Dan Williams wrote:
> [note: I don't think double underscore should ever be used; maybe this should be removed]

I think it should, it's just confusing.

I am a bit concerned about visibility though; for stuff that should
_never_ be used from programs outside of the sugar bindings we should
really be using __ to keep the symbols private.  There _are_ things that
we need to do that we really don't want to be part of the public API,
and that we want to enforce; especially where the implementation details
might change quite rapidly over the next few months.  But in general, __
should go away.

Note that __ isn't just private outside of sugar, but private to every function outside of the original class, including functions defined or overridden in subclasses.

>For simple public data attributes, it is best to expose just the attribute name, without complicated >accessor/mutator methods

I'm not sure I like this... It's quite unusual for non python coders. If we want to keep it we should probably elaborate more on it in the guide.

Again, if we expect any of this stuff to change we should be hiding them
behind accessors...  I know there are a _ton_ of tricks you can use in
Python to maintain backward compatibility, and I've seen & used a few of
them before in my python projects.  This is a balance between work we'd
have to do in the future to maintain backwards compat and a small amount
of adding accessors here and there.

I'm very uncomfortable with exposing stuff like:

class Foo:
        def __init__(self):
                self.var = 1

a = Foo()
a.var = 2

because then you can't do any validation and you never know when the
variable changes; accessors fix this because you always know when the
value changes and you can validate the change and throw exceptions.  If
this isn't what you're talking about, ignore me.

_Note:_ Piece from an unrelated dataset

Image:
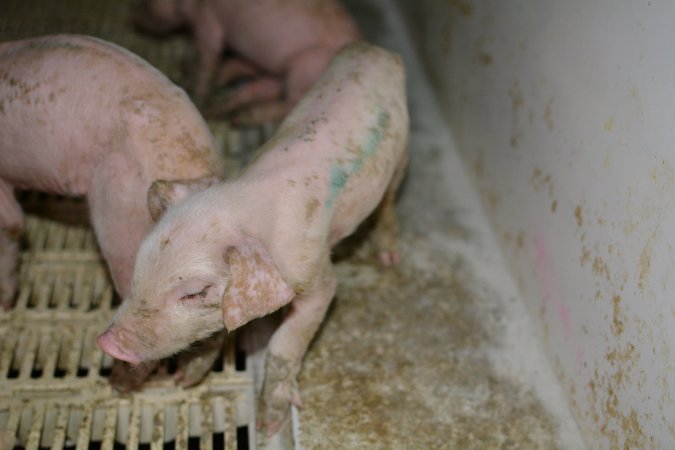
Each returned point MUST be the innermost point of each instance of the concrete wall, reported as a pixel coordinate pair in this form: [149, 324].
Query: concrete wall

I'm not arguing against single-underscore private variables (like self._var). Double underscore (e.g., self.__var) is the stuff that does name mangling, which does weird things to introspection tools and subclassing.

For example; dbus always returns strings as unicode because the native
bus encoding is UTF-8, and you can't just do 'if a == b' where a is
unicode and b is encoded.  Therefore, for stuff like that, you always
need to use an accessor to either enforce the restriction or to do the
conversion yourself.

Not directly your point, but I do think we need to be very careful about avoiding encoding strings, doing the decoding at the boundaries whenever possible (where dbus is a boundary).